Saturday, October 4, 2008

How to measure your cluster performance?

Introduction:

In this blog post, a simple way to test the performance of your cluster or supercomputer is introduced in details using the famous benchmark LINPACK. This test ran on a cluster of 13 heterogeneous computers in a LAN. UBUNTU 8.04 was used with its package manager “apt”.
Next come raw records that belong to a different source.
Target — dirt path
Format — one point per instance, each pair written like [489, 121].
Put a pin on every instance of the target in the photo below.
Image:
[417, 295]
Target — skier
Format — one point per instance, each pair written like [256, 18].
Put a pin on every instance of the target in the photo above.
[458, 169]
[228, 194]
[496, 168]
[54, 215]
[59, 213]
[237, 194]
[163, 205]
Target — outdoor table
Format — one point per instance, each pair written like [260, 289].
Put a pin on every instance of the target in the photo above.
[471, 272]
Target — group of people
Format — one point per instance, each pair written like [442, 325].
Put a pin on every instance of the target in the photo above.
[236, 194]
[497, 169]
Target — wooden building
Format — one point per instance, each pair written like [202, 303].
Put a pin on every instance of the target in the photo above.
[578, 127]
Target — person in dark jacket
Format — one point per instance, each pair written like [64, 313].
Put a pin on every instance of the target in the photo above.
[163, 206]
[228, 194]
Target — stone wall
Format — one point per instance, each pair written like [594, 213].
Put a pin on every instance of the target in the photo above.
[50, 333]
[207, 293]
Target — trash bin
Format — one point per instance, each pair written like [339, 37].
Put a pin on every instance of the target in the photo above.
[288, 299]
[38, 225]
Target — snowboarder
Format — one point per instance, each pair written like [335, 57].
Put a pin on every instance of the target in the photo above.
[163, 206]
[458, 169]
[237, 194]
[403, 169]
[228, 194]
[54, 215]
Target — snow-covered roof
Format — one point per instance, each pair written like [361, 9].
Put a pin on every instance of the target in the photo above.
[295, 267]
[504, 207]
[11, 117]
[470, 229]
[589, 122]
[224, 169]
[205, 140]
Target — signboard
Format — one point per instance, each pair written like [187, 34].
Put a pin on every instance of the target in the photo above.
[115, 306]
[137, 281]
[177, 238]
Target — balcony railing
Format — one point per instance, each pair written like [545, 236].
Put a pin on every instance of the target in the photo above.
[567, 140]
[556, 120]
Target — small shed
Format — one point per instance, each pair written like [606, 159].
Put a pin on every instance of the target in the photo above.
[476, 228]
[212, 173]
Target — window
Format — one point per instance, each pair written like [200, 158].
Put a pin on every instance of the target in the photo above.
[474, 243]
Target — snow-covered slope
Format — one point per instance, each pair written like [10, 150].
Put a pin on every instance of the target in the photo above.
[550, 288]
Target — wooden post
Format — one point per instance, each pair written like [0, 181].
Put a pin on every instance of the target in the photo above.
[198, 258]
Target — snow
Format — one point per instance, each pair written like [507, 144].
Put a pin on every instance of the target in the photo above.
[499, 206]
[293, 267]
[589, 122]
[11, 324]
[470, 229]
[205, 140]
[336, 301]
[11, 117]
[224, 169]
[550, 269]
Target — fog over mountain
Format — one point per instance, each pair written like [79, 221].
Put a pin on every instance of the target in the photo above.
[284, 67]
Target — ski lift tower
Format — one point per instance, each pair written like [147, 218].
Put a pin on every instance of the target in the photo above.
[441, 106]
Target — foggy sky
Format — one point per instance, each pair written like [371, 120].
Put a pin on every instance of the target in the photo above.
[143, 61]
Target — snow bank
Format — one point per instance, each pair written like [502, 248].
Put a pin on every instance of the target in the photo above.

Needed libraries and applications:

· Open MPI:
Message Passing Interface (MPI) is a language-independent communications protocol used to program parallel computers. Both point-to-point and collective communication is supported. MPI "is a message-passing application programmer interface, together with protocol and semantic specifications for how its features must behave in any implementation." MPI's goals are high performance, scalability, and portability. MPI remains the dominant model used in high-performance computing today. The Open MPI Project is an open source MPI-2 implementation that is developed and maintained by a consortium of academic, research, and industry partners. Open MPI is therefore able to combine the expertise, technologies, and resources from all across the High Performance Computing community in order to build the best MPI library available. Open MPI offers advantages for system and software vendors, application developers and computer science researchers.

· Atlas:
The ATLAS (Automatically Tuned Linear Algebra Software) project is an ongoing research effort focusing on applying empirical techniques in order to provide portable performance. At present, it provides C and Fortran77 interfaces to a portably efficient BLAS implementation, as well as a few routines from LAPACK.

· CBLAS:
BLAS (Basic Linear Algebra Subprograms) is a high quality "building block" collection of routines for performing basic vector and matrix operations. The LINPACK benchmark relies heavily on DGEMM, a BLAS subroutine, for its performance. CBLAS is a C interface of BLAS.

LINPACK:

LINPACK is a software library for performing numerical linear algebra on digital computers. LINPACK makes use of the BLAS (Basic Linear Algebra Subprograms) libraries for performing basic vector and matrix operations. The LINPACK Benchmarks are a measure of a system's floating point computing power. They measure how fast a computer solves a dense N by N system of linear equations Ax=b, which is a common task in engineering. The solution is obtained by Gaussian elimination with partial pivoting, with 2/3·N3 + 2·N2 floating point operations. The result is reported in millions of floating point operations per second (MFLOP/s, sometimes simply called FLOPS).

HPL:

HPL is a portable Implementation of the High-Performance Linpack Benchmark for Distributed-Memory Computers. It solves a (random) dense linear system in double precision (64 bits) arithmetic on distributed-memory computers. It can thus be regarded as a portable as well as freely available implementation of the High Performance Computing Linpack Benchmark.

Installing:

Install needed packages

             $ apt-get install libopenmpi-dev openmpi-bin atlas3-base libatlas-base-dev

download hpl-2.0.tar.gz

             $ wget http://www-theorie.physik.unizh.ch/~maitreda/HPL/HPL-2.0.tar.gz

untar hpl-2.0.tar.gz

             $ tar -xzf hpl-2.0.tar.gz

get into hpl-2.0 foledr

             $ cd hpl-2.0

get into setup folder

             $ cd setup

copy Make.Linux_PII_CBLAS to the top level directory

             $ cp Make.Linux_PII_CBLAS ../

goto the top level directory

             $ cd ..

edit the copied file

             $ vim Make.Linux_PII_CBLAS

Modify the following varialbles:

             TOPdir = path to hpl-2.0/

             MPdir = /usr/lib/openmpi

             MPlib = $(MPdir)/lib/libmpi.so

             LAdir = /usr/lib

             LAlib = $(LAdir)/libcblas.a $(LAdir)/libatlas.a

save and exit

compile and install

             $ make arch=Linux_PII_CBLAS
You may have an error saying that the make file is not found in some directories in this case you need to copy the make file to those directories.

Running the test:

To run it navigate to bin/Linux_PII_CBLAS, copy the xhpl file to your shared home or the home of each host (In case of heterogeneous processors you need to build on only one host of each group and copy the xhpl file to the home of each host in the group not the shared home). From the home directory run the command replacing <number of hosts> with the number of hosts you need to test which must be greater than or equal 4 and <host-names> with your host names.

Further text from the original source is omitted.